On July 18, 2017, the Department of Finance released a series of controversial tax proposals aimed at closing perceived tax "loopholes" that involve the taxation of private corporations and their shareholders. These proposals included measures that would severely curtail income splitting, which is the practice of paying income to family members in a lower tax bracket using certain arrangements such as dividends on private corporation shares, or trust or partnership distributions. The current tax law imposes a special tax – called the "tax on split income" ("TOSI") – which applies to certain types of income paid to minor children. The TOSI applies at the top personal tax rate on non-salary income or gains derived from a private business. The proposals would extend the TOSI to individuals over age 18.

On December 13, 2017, the Department of Finance released revised draft legislation that addresses tax planning involving income splitting and the application of the TOSI. See attached. These proposed measures will apply to the 2018 and subsequent taxation years and respond to certain concerns that were raised during the public consultation process. The Canada Revenue Agency (the "CRA") also released guidance respecting these measures.

Beginning in 2018, the TOSI will be extended to apply in respect of certain amounts received by adult individuals. These amounts will include dividends or interest paid by a private corporation, directly or indirectly, to an individual from a related business, certain distributions of trust and partnership income, as well as capital gains from the disposition of certain property, subject to specific exclusions.

Exclusions from the TOSI

Under the revised rules, the TOSI will not apply to amounts received in a year in the following situations:

  • Income received by a business owner's spouse where the business owner is 65 years of age or older;
  • "Amounts received by a person aged 18 or older who works more than 20 hours a week in the business in the year or in any 5 prior years (which need not be consecutive);
  • Amounts received by persons aged 25 or older who own at least 10% of the votes and value of the shares of the corporation carrying on the business, provided the corporation earns less than 90% of its income from the provision of services and the corporation is not a professional corporation (e.g. legal, accounting, medical and dental practices);
  • Capital gains from the sale of qualified small business corporation shares and qualified farm or fishing property (i.e. property that would be eligible for the lifetime capital gains exemption), regardless of whether or not such exemption is claimed.
  • Capital gains arising on an individual's death; and
  • Income or gains from property received as a settlement upon marriage breakdown.

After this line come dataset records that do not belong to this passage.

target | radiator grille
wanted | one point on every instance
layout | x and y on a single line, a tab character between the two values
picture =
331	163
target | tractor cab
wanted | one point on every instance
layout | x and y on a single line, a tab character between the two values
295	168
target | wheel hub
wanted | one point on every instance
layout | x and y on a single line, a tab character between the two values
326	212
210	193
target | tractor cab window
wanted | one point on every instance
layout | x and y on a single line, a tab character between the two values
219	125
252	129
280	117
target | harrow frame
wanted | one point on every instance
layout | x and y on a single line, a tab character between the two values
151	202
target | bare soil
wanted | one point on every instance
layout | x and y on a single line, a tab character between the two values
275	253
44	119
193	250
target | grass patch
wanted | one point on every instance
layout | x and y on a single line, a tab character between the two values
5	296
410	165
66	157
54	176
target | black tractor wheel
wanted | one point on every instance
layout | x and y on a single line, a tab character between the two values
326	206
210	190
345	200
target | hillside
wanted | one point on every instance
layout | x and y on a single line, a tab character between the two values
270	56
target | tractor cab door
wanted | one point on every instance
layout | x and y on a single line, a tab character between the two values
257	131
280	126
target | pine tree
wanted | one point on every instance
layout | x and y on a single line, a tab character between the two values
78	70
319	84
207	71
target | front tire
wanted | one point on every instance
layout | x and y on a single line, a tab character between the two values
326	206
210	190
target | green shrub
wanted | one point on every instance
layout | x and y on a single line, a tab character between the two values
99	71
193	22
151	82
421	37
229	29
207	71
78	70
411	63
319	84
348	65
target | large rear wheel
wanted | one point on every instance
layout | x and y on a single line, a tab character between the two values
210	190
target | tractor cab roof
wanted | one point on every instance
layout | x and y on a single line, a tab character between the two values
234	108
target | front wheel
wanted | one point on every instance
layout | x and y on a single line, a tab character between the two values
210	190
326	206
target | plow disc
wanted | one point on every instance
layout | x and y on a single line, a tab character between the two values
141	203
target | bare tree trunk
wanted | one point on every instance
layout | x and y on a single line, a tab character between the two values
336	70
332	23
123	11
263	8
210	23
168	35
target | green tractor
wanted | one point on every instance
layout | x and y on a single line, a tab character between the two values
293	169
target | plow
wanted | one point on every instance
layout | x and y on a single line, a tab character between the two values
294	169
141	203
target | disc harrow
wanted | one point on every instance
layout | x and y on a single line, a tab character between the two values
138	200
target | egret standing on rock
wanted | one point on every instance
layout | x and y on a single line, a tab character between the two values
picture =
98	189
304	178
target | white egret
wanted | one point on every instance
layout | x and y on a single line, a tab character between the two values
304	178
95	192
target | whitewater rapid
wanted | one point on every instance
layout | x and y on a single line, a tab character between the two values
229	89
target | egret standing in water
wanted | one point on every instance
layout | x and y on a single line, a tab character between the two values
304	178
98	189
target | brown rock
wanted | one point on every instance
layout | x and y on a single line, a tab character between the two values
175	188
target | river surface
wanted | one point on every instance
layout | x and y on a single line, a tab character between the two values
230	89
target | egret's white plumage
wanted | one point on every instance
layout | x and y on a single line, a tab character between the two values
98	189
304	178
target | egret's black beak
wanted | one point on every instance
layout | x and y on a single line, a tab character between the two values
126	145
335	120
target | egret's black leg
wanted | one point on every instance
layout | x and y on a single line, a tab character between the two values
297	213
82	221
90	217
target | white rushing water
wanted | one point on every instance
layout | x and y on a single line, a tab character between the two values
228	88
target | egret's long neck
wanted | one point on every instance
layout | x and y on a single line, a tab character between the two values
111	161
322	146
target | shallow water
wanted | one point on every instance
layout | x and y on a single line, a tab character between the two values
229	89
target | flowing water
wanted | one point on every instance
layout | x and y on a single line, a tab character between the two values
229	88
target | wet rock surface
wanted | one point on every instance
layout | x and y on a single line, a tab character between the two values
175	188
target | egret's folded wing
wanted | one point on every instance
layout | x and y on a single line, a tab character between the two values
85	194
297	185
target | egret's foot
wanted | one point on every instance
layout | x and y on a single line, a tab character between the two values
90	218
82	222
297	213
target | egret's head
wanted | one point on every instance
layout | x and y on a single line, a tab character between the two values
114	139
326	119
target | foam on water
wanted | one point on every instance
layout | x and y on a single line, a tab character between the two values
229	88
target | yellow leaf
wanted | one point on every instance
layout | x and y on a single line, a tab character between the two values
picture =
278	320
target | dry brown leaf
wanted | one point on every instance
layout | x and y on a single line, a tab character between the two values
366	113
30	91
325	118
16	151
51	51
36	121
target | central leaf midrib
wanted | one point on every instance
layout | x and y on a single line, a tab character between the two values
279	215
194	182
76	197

Individuals who do not meet any of the above exclusions will be subject to a reasonableness test to determine how much income, if any, would be subject to the TOSI. If an amount received is unreasonable, then the income will be taxed under the TOSI rules at the top personal tax rate. In certain cases, adults aged 18 to 24 who have contributed capital to a family business will be able to avoid the TOSI up to amounts which represent a prescribed return on their capital.

The CRA has issued guidance as to how it will interpret the reasonableness test through a series of examples. It might be expected, however, that the reasonableness test will be difficult to interpret with certainty in many cases.

The proposed rules will be effective for the 2018 and subsequent taxation years. However, the amendments include a transition provision that will allow the 10% ownership exclusion test to apply in 2018 provided the 10% ownership level has been is achieved by the end of 2018.

Other Changes

The December 13, 2017 proposals contain additional changes from what was proposed in July. These changes include the following:

  • The TOSI will not apply to compound income (i.e. income earned from the investment of income that was subject to TOSI or other attribution rules);
  • Aunts, uncles, nieces and nephews will not be considered to be related individuals for purposes of the TOSI rules.

The Department of Finance also confirmed its intention to proceed with proposals that will limit tax deferral opportunities involving passive investments in private corporations. The details of these proposals will be included in the 2018 Federal Budget.